Submitted by GaryGagliardi on
In this article about big-pharm from The Atlantic (via Instapundit), we have a great explanation of how large organizations are handicapped in pursuing new opportunities (S-RULE 3.4). It is interesting how closely this article follows the problems of size that we discuss in Sun Tzu's strategy, a perfect case study of the dis-economies of scale.
One of the most fundamental problems in European economy for the last twenty years has been that large companies have been systematically favored by government regulation while new enterprises have been stiffled by it. This disease has now spread to American economy. Sarbanes-Oxley, stock accounting regulation passed in the wake of Enron, makes it virtually impossible for small company to go public. It killed our once vibrant IPO market (down from 386 new public offerings a year to less than ten and soon zero), transforming it to a mergers and acquisition market. Instead of starting their own vibrant careers creating value, these new, exciting companies are fed to large companies where their value is largely destroyed as the diseconomies of scale kick in.

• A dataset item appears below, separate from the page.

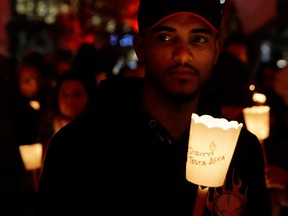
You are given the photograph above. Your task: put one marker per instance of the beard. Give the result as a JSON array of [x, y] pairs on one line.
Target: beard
[[182, 98]]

As the article above notes, a market smaller than a billion dollars is not worth it for big-pharma, but it is exactly these kinds of "niches" that once to created the Apples, Microsofts, Yahoos, and Googles and would be creating a new generation of bio-tech firms today if government regulation hadn't stopped it. As we have seen in the financial markets, these large organization built like topsy from acquisitions and financial deals are not more stable but more fragile. And when they fail, the government rushes to the rescue with tax dollars because these firms are too big to fail.
A better policy would be simply breaking up companies when they grew too large. Going back to banks that operate only within state borders would be a first step.